L’11 ottobre del 1926 si ruppe una caviglia durante uno spettacolo, ma nonostante il parere dei medici continuò ad esibirsi. Il 22 ottobre, prima di una esibizione al Princess Theater di Montreal, fu raggiunto nel camerino da alcuni studenti. I resoconti dei testimoni, gli studenti Jacques Price e Sam Smilovitz sostengono che un loro collega, J. Gordon Whitehead, avrebbe chiesto a Houdini se credeva nei miracoli della Bibbia e se fosse vero che i pugni nello stomaco non gli facevano male. Houdini invitò quindi Whitehead a colpirlo più volte fino a fermarlo nel bel mezzo dell’ennesimo pugno. Dopo essersi esibito con grande dolore, non riuscì a dormire e continuò a soffrire per i due giorni successivi. Finalmente visitato da un medico, oltre alla febbre a 39 gli venne diagnosticata una appendicite acuta. Ignorato il consiglio di sottoporsi a un intervento chirurgico, decise di continuare gli spettacoli. Houdini arrivò al Garrick Theatre di Detroit, Michigan, il 24 ottobre 1926, per quella che sarebbe stata la sua ultima esibizione. Con una febbre superiore ai 40, Harry Houdini svenne durante l’esibizione e, rianimato, terminò lo show. 
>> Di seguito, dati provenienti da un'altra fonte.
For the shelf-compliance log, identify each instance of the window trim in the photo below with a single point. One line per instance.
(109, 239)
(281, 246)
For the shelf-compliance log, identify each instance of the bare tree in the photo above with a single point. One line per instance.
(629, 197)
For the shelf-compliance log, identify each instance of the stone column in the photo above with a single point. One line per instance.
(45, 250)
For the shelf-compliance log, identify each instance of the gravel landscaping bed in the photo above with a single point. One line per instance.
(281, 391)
Mentre si rincorrevano le voci su una vendetta degli spiritisti, ormai in peritonite, Harry Houdini venne ricoverato al Grace Hospital di Detroit, dove sarebbe morto alle 13,26 del 31 ottobre 1926. Quasi fosse attirato dall’ultima sfida, prima di morire concordò un codice con la moglie: con quelle parole, note solo a lei, un medium potrà dimostrare di essere in contatto con lui nell’aldilà. Dopo il funerale,  tenutosi il 4 novembre a New York e a cui parteciparono oltre 2.000 persone, venne sepolto accanto all’adorata madre al Machpelah Cementary, nel quartiere del Queens, con il simbolo della Society of American Magicians scolpito nella pietra.

Moltissimi medium e spiritisti tentarono l’impresa di evocare lo spirito di Harry. Se lo smascherato Nino Pecoraro si lasciò andare in spettacoli con il solo scopo di deridere lo scomparso; Arthur Ford, disse proprio il codice segreto concordato con Bess. La vedova rimase però fedele alla linea del marito: quel codice ruotava intorno alla loro canzone preferita, “Rosabelle” e, a suo dire, quel aneddoto era conosciuto a molti. Eppure, ogni notte di Halloween, per i successivi dieci anni, Bess tenne una seduta spiritica per verificare il patto finché, nel 1936, dopo un’ultima fallimentare seduta sul tetto del Knickerbocker Hotel di Los Angeles, la donna si arrese e spense la candela. E forse, tale era la rassegnazione che la morte non fosse essa stessa un’illusione, per la prima volta la pace eterna lo accolse.